East West Profit Off; President and COO Julia Gouw to Retire

East West Bancorp in Pasadena, Calif., said higher income taxes and lower interest income were partly to blame for a 3.87% drop, to $91.8 million, in its fourth-quarter profit.

Earnings per share fell 3 cents from a year earlier to 63 cents.

East West announced the results Wednesday. It also announced Wednesday that its president and chief operating officer, Julia Gouw, will retire at the end of March.

Gouw, who was 55 at the time of East West's 2015 annual report, joined the company as president and COO after it purchased the failed United Commercial Bank in San Francisco in 2009. It did not say who would succeed her.

The $32.4 billion-asset company's net interest income before the provision for credit losses fell 4.84% to $246.9 million. The net interest margin narrowed by 54 basis points to 3.26%.

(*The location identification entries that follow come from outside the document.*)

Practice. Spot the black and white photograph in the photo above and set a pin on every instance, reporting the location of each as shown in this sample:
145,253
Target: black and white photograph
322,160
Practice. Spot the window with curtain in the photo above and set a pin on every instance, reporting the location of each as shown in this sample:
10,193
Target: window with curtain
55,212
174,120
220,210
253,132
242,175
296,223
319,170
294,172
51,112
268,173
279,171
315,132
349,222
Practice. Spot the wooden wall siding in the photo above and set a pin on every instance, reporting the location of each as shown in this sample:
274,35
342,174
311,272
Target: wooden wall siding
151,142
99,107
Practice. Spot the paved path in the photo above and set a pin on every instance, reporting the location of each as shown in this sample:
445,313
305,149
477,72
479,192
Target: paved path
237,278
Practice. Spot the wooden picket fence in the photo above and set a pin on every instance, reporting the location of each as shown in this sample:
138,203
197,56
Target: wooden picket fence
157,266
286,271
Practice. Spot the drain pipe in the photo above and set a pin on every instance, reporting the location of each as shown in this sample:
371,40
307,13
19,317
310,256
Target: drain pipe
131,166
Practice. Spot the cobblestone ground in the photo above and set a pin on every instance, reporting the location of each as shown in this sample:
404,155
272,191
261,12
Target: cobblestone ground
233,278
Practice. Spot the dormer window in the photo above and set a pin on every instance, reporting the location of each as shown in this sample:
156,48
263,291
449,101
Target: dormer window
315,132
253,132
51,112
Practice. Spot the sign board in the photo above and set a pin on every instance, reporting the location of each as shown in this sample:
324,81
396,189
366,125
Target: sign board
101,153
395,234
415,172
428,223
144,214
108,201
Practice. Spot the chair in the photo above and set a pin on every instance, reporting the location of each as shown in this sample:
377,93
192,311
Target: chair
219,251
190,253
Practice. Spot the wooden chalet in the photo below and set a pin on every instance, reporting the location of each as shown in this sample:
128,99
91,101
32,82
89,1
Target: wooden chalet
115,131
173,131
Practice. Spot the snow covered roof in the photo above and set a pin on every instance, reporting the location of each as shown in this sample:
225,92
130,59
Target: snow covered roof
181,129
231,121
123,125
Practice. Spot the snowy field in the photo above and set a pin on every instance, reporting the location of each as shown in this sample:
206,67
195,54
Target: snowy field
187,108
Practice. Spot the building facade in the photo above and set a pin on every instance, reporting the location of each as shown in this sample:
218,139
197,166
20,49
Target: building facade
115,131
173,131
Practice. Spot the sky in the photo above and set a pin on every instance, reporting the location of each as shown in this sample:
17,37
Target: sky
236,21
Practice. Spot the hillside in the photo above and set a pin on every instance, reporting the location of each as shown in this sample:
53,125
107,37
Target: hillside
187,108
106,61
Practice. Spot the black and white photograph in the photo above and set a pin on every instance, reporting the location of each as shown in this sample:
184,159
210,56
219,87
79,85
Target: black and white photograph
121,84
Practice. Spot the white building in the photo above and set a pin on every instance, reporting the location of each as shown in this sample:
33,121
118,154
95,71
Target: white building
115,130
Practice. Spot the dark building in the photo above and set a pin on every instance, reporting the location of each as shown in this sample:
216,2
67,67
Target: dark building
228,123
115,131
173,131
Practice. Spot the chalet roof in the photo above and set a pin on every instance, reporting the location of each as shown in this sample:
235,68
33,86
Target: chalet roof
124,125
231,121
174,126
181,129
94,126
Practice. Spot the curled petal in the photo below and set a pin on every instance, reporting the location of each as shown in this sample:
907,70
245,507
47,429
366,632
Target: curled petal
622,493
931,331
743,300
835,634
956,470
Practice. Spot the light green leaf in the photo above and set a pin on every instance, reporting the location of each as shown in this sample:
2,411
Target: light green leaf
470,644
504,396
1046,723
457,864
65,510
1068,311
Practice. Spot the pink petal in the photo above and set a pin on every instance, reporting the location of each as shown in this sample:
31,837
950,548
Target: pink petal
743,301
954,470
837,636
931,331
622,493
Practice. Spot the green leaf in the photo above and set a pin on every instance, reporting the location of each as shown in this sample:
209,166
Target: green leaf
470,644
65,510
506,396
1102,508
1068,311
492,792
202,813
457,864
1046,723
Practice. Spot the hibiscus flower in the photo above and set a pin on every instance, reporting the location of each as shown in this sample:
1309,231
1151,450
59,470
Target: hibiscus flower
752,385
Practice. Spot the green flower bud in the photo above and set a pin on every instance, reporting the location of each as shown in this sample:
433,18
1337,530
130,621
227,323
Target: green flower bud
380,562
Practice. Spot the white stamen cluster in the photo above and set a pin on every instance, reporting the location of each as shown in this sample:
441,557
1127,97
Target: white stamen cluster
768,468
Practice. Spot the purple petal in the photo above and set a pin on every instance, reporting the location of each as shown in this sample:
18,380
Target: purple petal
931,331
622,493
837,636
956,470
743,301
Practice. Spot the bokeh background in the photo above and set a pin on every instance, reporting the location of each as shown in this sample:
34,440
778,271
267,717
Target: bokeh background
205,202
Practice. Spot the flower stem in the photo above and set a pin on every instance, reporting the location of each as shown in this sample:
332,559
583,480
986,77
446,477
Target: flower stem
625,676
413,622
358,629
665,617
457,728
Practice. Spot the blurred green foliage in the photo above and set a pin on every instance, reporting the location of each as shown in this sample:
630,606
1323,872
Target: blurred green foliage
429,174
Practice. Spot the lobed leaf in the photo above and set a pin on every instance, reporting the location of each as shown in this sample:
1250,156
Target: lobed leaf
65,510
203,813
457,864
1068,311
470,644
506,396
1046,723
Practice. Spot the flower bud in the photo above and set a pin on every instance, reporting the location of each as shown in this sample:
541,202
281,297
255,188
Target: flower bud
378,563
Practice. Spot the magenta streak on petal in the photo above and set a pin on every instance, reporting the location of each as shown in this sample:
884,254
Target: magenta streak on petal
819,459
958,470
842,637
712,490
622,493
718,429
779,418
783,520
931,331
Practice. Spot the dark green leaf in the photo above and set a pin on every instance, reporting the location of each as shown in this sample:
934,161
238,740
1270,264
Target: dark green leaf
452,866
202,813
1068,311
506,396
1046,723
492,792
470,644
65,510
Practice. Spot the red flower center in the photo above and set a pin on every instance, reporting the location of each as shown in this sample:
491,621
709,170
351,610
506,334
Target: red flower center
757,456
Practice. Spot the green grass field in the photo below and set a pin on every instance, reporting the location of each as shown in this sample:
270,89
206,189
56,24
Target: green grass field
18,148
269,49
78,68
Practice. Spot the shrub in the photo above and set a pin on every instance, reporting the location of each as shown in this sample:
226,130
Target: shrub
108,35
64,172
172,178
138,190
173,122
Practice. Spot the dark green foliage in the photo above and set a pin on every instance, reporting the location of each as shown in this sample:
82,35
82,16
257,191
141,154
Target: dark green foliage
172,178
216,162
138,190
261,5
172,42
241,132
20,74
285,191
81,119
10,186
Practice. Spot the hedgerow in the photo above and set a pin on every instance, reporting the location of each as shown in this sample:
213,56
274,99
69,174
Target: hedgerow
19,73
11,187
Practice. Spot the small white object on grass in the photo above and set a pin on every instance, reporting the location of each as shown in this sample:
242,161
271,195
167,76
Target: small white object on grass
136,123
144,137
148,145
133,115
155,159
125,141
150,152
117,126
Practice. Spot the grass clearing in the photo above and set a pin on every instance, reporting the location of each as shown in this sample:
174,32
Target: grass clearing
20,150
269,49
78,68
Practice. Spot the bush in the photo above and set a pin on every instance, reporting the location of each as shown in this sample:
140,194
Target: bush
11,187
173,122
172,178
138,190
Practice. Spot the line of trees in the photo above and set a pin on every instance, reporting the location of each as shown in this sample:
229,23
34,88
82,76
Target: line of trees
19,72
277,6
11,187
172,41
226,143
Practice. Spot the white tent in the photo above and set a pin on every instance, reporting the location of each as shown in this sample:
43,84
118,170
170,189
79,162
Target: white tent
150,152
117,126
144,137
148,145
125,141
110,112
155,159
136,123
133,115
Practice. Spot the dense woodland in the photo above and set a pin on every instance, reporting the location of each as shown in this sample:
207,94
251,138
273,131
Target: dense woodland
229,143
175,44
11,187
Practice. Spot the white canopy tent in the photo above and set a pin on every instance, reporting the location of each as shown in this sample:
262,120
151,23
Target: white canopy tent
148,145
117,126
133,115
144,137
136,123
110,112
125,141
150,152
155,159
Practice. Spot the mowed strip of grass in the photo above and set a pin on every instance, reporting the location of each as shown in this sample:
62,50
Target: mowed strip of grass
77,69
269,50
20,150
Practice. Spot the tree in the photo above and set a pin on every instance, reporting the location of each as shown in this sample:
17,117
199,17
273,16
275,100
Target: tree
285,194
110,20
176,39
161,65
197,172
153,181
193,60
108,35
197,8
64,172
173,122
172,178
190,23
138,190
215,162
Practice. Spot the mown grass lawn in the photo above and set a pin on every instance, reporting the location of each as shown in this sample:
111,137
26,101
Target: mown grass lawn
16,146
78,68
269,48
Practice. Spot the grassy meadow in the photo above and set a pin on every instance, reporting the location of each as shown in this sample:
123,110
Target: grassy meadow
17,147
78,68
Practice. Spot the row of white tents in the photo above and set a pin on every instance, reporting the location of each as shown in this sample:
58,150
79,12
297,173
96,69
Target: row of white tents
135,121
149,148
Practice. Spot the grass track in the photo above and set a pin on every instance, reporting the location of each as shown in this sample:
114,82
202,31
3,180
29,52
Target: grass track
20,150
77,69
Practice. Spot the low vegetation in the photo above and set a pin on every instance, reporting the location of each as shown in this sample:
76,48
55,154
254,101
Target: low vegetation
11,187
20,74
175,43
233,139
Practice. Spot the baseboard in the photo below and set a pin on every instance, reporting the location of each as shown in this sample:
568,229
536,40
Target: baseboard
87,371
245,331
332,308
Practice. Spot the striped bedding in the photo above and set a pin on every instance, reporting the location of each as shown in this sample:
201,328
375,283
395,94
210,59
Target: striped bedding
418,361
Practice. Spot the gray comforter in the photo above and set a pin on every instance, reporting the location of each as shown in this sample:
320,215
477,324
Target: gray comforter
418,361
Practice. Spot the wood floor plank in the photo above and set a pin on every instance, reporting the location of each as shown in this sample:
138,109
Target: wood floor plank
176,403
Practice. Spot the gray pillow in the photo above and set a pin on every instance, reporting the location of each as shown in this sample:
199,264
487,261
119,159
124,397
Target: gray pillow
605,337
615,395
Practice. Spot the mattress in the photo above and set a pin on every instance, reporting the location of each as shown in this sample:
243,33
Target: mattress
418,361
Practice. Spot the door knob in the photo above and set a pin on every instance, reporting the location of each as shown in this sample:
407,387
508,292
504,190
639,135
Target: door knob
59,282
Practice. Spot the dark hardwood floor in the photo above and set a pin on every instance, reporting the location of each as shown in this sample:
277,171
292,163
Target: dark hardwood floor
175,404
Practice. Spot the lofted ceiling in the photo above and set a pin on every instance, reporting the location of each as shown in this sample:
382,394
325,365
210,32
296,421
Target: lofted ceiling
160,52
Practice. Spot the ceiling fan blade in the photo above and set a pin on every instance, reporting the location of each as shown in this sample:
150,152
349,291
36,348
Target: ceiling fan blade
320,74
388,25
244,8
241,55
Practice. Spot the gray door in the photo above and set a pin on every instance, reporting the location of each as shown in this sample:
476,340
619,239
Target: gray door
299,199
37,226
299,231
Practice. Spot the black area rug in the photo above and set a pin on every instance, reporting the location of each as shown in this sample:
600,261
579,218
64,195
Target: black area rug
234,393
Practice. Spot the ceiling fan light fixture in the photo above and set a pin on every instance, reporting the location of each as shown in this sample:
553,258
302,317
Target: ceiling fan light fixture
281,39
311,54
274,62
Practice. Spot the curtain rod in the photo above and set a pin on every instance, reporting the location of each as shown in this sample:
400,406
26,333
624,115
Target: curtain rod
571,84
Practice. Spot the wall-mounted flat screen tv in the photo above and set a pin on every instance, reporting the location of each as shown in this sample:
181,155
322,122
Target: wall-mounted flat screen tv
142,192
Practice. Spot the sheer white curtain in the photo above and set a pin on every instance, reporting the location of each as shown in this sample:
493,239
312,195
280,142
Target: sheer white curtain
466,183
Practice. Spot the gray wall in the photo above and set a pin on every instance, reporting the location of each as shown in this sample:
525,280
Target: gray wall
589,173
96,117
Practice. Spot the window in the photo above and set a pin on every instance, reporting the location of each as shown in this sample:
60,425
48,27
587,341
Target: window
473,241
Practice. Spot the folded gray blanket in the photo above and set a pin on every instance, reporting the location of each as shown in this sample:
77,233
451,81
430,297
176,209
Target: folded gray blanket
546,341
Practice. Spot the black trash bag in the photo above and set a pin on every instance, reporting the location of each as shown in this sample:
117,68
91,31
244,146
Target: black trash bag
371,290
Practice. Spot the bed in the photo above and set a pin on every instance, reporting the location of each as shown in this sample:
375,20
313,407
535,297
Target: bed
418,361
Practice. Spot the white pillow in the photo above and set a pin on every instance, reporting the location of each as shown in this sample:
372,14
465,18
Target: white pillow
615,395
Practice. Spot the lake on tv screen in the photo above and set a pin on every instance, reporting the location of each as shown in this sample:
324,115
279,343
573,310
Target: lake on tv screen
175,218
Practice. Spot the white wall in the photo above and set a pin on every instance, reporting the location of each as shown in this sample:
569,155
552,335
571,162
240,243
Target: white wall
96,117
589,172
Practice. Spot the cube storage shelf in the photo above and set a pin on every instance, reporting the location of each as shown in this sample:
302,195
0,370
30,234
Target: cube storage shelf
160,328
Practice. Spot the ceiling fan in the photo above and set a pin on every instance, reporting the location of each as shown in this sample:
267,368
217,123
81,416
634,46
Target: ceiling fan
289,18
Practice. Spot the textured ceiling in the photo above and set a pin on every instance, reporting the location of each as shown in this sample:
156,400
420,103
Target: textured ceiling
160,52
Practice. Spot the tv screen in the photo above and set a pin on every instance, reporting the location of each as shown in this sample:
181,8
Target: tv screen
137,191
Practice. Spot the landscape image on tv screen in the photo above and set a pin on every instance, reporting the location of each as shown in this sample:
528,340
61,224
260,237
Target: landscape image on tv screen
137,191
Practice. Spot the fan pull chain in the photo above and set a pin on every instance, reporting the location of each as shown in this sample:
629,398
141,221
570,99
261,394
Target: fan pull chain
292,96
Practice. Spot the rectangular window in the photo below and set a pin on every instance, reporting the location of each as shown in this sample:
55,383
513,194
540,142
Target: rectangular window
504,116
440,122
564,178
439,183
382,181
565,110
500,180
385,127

East West released $2 million from loan-loss reserves in the three months; in the year-earlier quarter it made a $19 million provision.

Total loans rose 9% to $23.7 billion, led by increases in commercial and commercial real estate lending.

Noninterest income rose nearly sixfold to $44.5 million from $7.8 million. Over the past year, East West has ended loss-share agreements tied to two failed banks it had acquired, United Commercial and Washington First International Bank.

Noninterest expenses rose 15% to $144.9 million on higher costs tied to employee compensation and consulting. Income taxes more than doubled to $56.7 million.